Matt Levine, Columnist

Goldman Has Some Boring Plans

Also bond calls, airline ticket derivatives and flash crashes.

One thing you could do if you’re a big bank is, like, companies give you their money, and you hold on to it for them, and you give them a website where they can log in and see how much money they have, and when they need to pay their workers or suppliers or whatever, they tell you to do it and you send the money. This is, roughly, called “transaction banking.” It’s pretty standard? There are ways to innovate in this business, or make it more complicated (you can pay their foreign suppliers in foreign currency, you can automatically advance them some money to pay suppliers even if they don’t have it yet, you can make the website better), and of course there are ways to make it risky (you take their money and invest it in Bitcoin or Ponzi schemes, or steal it), but the basic idea would be familiar to medieval bankers.
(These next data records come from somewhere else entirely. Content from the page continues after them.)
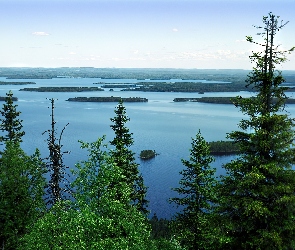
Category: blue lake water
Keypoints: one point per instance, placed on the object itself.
(160, 124)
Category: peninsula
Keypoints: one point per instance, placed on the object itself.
(218, 100)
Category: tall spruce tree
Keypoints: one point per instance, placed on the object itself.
(258, 202)
(124, 158)
(10, 123)
(58, 186)
(21, 193)
(97, 218)
(196, 196)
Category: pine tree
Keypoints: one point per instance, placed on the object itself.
(196, 196)
(258, 202)
(124, 158)
(10, 122)
(58, 185)
(21, 193)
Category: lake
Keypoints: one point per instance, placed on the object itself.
(160, 124)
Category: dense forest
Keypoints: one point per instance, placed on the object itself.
(252, 206)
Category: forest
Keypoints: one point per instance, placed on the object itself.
(252, 206)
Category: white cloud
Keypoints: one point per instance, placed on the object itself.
(40, 33)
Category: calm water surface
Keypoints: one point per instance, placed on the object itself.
(160, 124)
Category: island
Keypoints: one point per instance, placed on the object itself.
(107, 99)
(16, 83)
(62, 89)
(147, 154)
(223, 147)
(220, 100)
(3, 98)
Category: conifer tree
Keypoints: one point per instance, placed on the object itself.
(10, 123)
(196, 196)
(258, 202)
(21, 193)
(98, 218)
(124, 158)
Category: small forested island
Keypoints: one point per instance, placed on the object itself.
(62, 89)
(16, 83)
(147, 154)
(223, 147)
(107, 99)
(4, 98)
(219, 100)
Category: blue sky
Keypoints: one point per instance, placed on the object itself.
(137, 33)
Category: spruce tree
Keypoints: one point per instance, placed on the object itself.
(124, 158)
(196, 196)
(58, 187)
(258, 202)
(21, 193)
(10, 123)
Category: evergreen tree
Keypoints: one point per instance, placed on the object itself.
(10, 122)
(58, 185)
(21, 193)
(97, 219)
(196, 196)
(258, 202)
(124, 158)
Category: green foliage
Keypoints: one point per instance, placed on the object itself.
(224, 147)
(124, 158)
(257, 194)
(10, 122)
(21, 191)
(147, 154)
(196, 196)
(97, 219)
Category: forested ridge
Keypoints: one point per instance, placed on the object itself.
(252, 206)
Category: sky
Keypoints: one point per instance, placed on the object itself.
(201, 34)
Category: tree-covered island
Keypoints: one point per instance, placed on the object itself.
(220, 100)
(147, 154)
(62, 89)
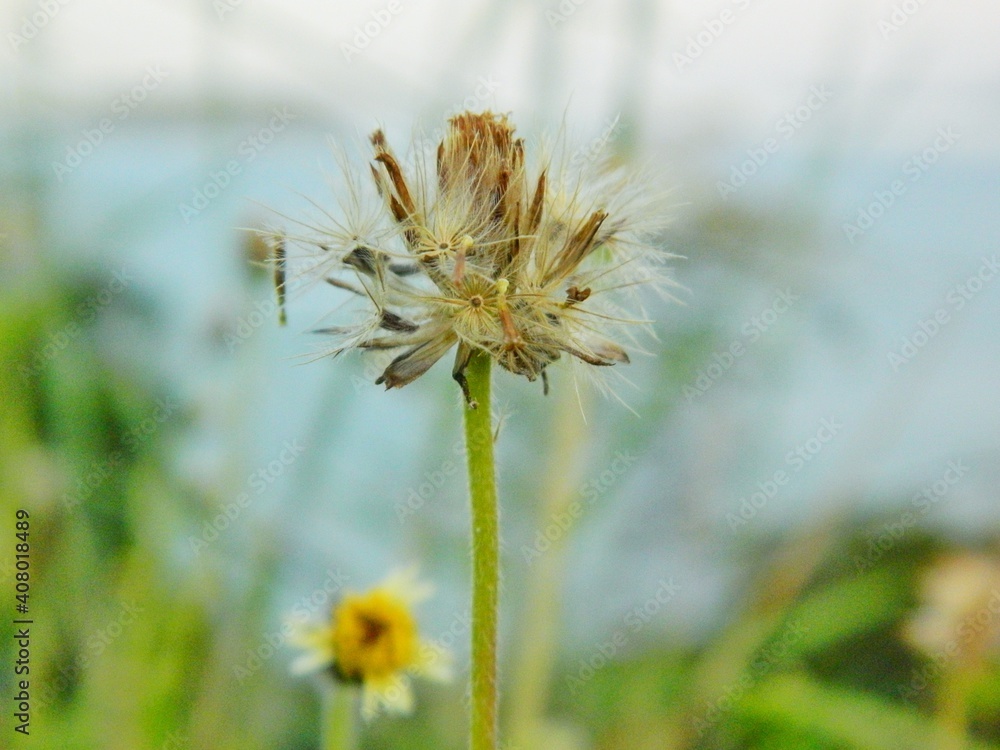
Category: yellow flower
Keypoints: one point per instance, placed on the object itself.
(372, 640)
(474, 247)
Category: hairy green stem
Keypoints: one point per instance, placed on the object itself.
(542, 608)
(485, 555)
(338, 732)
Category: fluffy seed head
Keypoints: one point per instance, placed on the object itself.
(472, 248)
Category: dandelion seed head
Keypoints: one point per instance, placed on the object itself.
(472, 247)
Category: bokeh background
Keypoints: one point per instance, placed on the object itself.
(788, 541)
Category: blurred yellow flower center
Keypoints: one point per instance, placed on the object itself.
(374, 635)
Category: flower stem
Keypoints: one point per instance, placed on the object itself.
(485, 555)
(338, 734)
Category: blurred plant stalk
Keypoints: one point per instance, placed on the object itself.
(543, 603)
(339, 733)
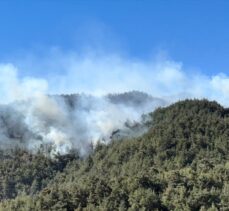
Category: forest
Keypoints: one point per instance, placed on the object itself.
(180, 163)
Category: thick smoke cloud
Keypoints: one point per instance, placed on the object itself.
(31, 115)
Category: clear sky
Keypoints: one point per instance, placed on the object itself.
(195, 32)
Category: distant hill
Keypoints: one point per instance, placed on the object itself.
(181, 163)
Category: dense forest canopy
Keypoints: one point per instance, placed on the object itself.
(181, 163)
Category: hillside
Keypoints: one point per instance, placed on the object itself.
(181, 163)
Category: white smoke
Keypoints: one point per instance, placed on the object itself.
(30, 117)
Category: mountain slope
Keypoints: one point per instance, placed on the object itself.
(181, 163)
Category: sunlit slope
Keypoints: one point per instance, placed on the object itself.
(181, 163)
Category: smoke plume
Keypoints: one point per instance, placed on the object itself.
(33, 112)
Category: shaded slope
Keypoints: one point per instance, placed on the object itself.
(182, 163)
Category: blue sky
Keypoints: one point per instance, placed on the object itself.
(170, 49)
(194, 32)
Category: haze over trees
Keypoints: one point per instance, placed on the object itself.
(181, 163)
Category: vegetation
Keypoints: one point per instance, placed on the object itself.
(181, 163)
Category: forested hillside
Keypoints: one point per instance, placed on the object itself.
(181, 163)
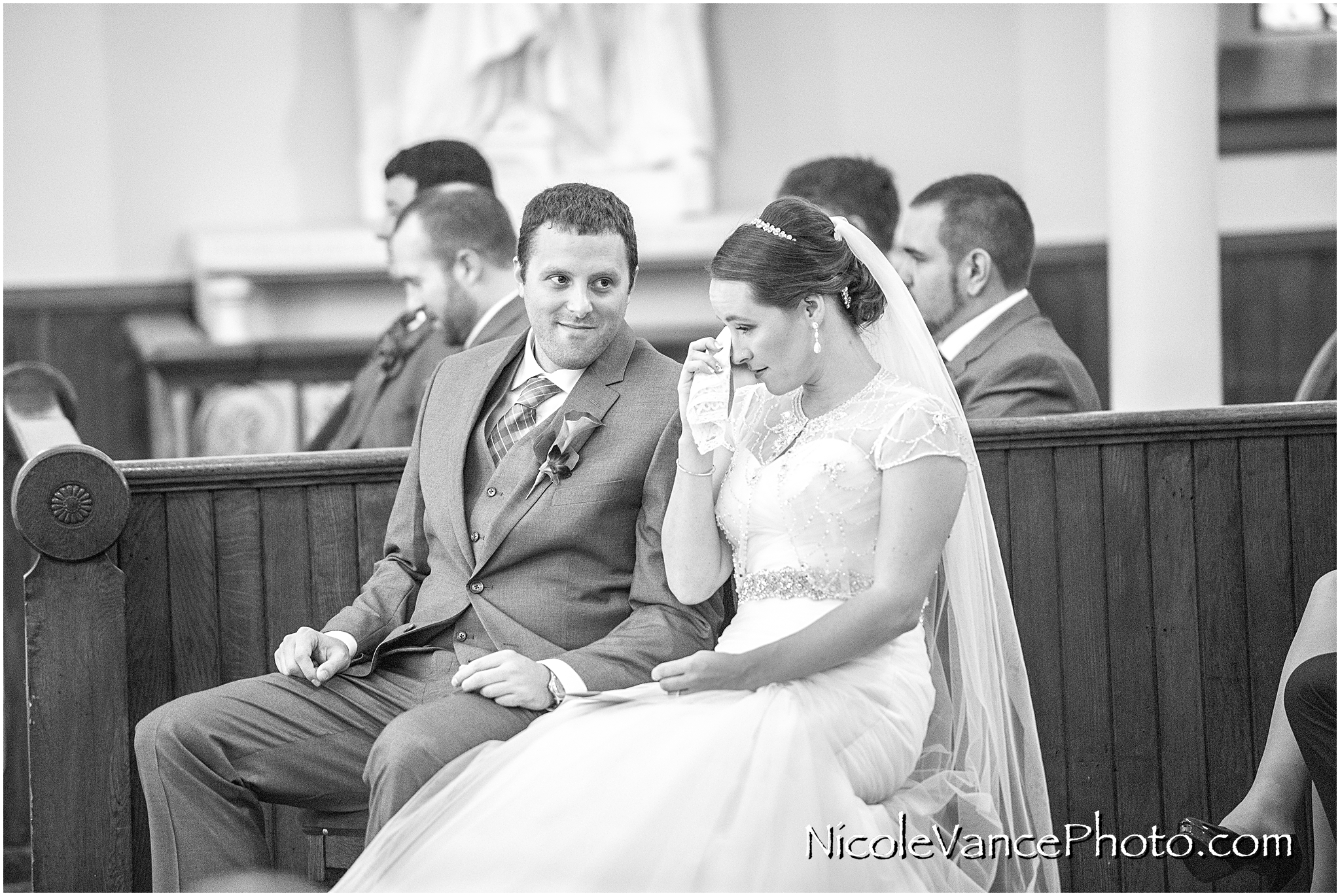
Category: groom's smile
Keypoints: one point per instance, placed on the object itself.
(576, 290)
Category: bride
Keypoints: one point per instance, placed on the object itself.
(864, 721)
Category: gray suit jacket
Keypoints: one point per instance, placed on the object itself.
(508, 322)
(569, 570)
(1019, 366)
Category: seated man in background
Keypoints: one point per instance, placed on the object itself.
(415, 169)
(452, 249)
(856, 189)
(965, 250)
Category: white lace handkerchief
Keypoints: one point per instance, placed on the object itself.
(709, 401)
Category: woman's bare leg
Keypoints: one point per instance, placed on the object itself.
(1281, 780)
(1323, 850)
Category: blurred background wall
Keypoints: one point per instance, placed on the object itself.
(129, 126)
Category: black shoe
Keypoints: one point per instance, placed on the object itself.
(1276, 871)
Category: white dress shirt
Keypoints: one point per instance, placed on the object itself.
(957, 341)
(487, 317)
(565, 379)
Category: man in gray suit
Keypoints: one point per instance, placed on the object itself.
(965, 250)
(452, 250)
(523, 563)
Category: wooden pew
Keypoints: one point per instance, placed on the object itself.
(70, 502)
(1158, 562)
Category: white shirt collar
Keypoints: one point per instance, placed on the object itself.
(487, 317)
(957, 341)
(565, 379)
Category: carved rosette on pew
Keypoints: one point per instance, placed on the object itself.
(70, 502)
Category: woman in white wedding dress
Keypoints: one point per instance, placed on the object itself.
(870, 689)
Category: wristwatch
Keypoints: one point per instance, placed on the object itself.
(556, 690)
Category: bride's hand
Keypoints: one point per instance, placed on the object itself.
(700, 359)
(704, 671)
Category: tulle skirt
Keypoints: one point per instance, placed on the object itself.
(637, 789)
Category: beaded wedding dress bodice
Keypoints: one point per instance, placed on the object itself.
(800, 501)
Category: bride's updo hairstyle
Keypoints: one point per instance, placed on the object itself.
(794, 255)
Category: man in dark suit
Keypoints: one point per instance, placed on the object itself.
(965, 250)
(452, 250)
(523, 562)
(858, 189)
(432, 164)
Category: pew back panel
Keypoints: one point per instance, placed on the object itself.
(226, 556)
(1158, 564)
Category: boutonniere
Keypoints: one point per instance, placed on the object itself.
(563, 456)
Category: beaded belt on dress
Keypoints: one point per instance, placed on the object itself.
(792, 581)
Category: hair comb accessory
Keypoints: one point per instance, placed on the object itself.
(775, 231)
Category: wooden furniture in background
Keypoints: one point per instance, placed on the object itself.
(190, 405)
(1158, 563)
(70, 504)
They give you money, you hold it for them, you give it back when they need it.

Obviously it is a big business because there are lots of companies and they have lots of money and they have to pay lots of employees and suppliers and so forth. Many other banking businesses are lumpy and unpredictable and specialized: Most years, most companies won’t need to take out a syndicated loan or issue bonds or raise equity or do a merger, and they almost never need to do complex derivatives. But every company needs a checking account every day.